Vous préférez imposer votre perception que "la drogue c'est mal" en l'interdisant par la force à l'ensemble de la population.

Je vous cite: "un prisonnier ne dispose pas de sa propre vie"

... là vous commencez franchement à faire peur. La prison = enfermement. point. La prison n'est PAS un endroit où l'on est en privation complète de liberté, le détenu n'est pas l'esclave en libre service pour l'administration judiciaire.
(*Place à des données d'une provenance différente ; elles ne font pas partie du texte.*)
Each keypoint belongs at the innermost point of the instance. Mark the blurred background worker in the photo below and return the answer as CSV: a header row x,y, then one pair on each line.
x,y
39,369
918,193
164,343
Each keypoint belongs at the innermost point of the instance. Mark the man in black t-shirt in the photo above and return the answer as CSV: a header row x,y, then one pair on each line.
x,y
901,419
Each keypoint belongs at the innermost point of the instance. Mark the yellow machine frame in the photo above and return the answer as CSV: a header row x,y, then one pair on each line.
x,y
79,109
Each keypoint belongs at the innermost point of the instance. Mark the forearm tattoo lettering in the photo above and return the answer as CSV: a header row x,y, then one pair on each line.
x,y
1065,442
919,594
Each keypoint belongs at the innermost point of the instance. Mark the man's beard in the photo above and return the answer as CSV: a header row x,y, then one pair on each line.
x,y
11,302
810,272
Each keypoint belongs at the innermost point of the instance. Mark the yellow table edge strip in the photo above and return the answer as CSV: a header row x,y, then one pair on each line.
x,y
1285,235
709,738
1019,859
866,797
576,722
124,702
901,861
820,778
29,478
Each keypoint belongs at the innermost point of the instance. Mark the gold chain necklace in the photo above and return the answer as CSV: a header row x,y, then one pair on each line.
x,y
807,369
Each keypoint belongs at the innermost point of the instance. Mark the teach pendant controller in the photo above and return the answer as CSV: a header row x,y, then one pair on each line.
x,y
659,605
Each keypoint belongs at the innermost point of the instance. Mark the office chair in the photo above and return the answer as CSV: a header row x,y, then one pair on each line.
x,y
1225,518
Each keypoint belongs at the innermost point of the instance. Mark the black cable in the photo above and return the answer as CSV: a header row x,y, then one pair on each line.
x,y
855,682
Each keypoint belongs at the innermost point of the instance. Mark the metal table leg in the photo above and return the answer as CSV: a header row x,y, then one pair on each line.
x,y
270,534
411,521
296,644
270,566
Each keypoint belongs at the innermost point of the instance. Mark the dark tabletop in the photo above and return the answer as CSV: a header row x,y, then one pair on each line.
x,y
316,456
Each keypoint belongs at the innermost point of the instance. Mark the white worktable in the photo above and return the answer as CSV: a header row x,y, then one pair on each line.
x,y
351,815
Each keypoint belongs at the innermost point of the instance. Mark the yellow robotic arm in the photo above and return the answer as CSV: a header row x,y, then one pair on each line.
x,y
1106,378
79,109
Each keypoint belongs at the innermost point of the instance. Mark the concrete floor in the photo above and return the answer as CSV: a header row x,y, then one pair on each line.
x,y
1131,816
Écrit par : Simon | 21 novembre 2010

@Simon: la prison = enfermement = interdiction diverses, notamment, celle de se déplacer librement ou de se suicider. D'ailleurs, quand un détenu parvient à s'octroyer cette liberté malgré l'enfermement (cas Skander Vogt) tout le monde est au front pour dénoncer le suicide réussi.

Si vous confondez la prison avec l'esclavage, je ne peux rien pour vous.